The FSA’s budget for 2010/11 has risen by 18.3 per cent to £491m, up from £415m last year, amid warnings from chief executive Hector Sants that a more intrusive regulator is going to cost more.
The FSA Business Plan 2010/11, published last week, shows staff costs have leapt by 16 per cent from £299m to £347m this year, with the regulator planning to take on an additional 460 staff to carry out its enhanced supervisory work and implement Solvency II. This will bring staffing levels to around 3,700.
The FSA says there are no funds allocated for general pay increases and the majority of staff will not receive a pay rise in 2010/11. However,
the board has agreed to allocate a budget equal to 1.5 per cent of the total salary bill to “address significant pay anomalies”.
The annual funding requirement has risen to £455m, up by 10 per cent from £414m in the previous year. But the FSA says it anticipates an £11m surplus from 2009/10, which it will use to reduce the funding requirement this year.
The business plan sets out the FSA’s main focus for the coming year, which includes “effective supervision backed by credible deterrence in enforcement” and embedding organisational and cultural change needed to implement intensive supervision. It will also continue the policy reform programme driven by the Turner review and promote financial stability if the Financial Services Bill is enacted.
Sants says: “This proactive approach to supervision requires significantly more people than the old reactive model and those individuals must be of a higher quality and supported by more sophisticated systems. If society wants a more proactive approach, it must accept that it will have a larger and more expensive regulator.”
Pinsent Masons partner in the financial services team Tim Dolan, who formerly worked in the FSA’s enforcement division, says: “The FSA’s change in approach has direct implications for all firms which are authorised by the FSA. They have to be prepared for the FSA to be more difficult and more demanding.”
Churchouse Financial Planning director Keith Churchouse says: “I find it strange that Sants seems to be banging the drum now he is standing down.

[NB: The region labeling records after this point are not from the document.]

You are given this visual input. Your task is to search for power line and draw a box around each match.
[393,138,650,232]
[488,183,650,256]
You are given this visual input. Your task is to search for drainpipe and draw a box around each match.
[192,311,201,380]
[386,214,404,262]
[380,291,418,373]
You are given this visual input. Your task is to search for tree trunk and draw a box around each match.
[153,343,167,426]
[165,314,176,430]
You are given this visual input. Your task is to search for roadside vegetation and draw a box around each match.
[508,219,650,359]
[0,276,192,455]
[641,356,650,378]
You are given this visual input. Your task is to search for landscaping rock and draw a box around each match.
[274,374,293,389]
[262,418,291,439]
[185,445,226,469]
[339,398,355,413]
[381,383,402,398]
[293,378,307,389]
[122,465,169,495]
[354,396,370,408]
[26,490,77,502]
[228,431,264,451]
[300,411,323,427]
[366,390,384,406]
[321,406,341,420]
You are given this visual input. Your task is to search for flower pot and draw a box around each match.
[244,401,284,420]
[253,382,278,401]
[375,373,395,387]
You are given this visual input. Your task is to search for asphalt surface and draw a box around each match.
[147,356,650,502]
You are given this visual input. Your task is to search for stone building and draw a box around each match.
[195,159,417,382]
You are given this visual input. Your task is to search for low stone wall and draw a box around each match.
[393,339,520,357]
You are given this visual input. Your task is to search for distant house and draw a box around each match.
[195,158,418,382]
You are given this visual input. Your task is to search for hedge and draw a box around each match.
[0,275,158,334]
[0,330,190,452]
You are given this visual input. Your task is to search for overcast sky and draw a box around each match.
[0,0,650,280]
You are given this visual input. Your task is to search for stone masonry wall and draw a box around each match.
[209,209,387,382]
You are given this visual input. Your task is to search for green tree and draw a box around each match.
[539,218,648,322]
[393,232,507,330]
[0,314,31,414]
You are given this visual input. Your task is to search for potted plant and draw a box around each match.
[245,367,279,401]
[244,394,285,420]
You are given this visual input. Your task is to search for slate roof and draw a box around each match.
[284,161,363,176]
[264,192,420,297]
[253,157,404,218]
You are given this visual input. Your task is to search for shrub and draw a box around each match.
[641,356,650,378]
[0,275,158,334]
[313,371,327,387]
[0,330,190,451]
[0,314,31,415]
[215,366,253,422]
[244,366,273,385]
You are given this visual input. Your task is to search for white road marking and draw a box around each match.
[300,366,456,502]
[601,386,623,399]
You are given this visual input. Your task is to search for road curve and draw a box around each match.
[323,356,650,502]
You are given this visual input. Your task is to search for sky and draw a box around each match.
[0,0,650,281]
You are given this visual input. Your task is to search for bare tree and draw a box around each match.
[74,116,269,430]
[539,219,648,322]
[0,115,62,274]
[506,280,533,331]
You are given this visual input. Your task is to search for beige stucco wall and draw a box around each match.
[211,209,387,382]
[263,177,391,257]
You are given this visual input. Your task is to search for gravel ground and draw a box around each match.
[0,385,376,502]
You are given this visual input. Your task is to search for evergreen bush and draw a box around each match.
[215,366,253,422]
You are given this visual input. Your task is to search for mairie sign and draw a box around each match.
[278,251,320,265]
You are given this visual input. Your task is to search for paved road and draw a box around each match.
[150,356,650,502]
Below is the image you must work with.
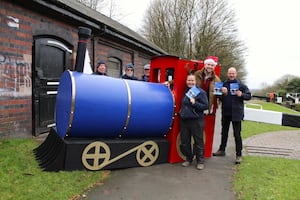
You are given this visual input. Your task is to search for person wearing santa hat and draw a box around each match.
[195,56,221,114]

It is potentially because the FSA has not ach ieved what he wanted it to when he took it over. That then raises the question as to whether it was an issue of funding or leadership.
“It is clear that financial services is going to go through a transitional period over the course of the next three years and that is clearly going to need a bigger budget. So it is not surprising that they are going to want and need more money, I just think that it is a strange approach.”
Yellowtail Financial Planning managing director Dennis Hall says: “I think they have not really used the money they have had in the past effectively so how can they justify this budget increase?”
FSA business plan
2010/11 - key objectives
● Deliver effective, on-the-ground, intensive supervision, supported by its credible deterrence philosophy. This includes a change from light touch, principles-based regulation, to proactive, outcomesfocused regulation.
● Embed and implement the cultural and organisational change that underpins the intensive supervisory agenda. This includes increasing the
quality and quantity of FSA staff and equipping supervisors to make ’on-the-spot judgements’.
● Carry out banking regulatory reform, while also working to achieve globally agreed standards for banking regulations.
● Continue to deliver the wider policy agenda primarily mandated by the EU, in particular Solvency II.
● Play its role in delivering financial stability, including taking into account any changes to its scope of responsibilities arising from the Financial Services Bill.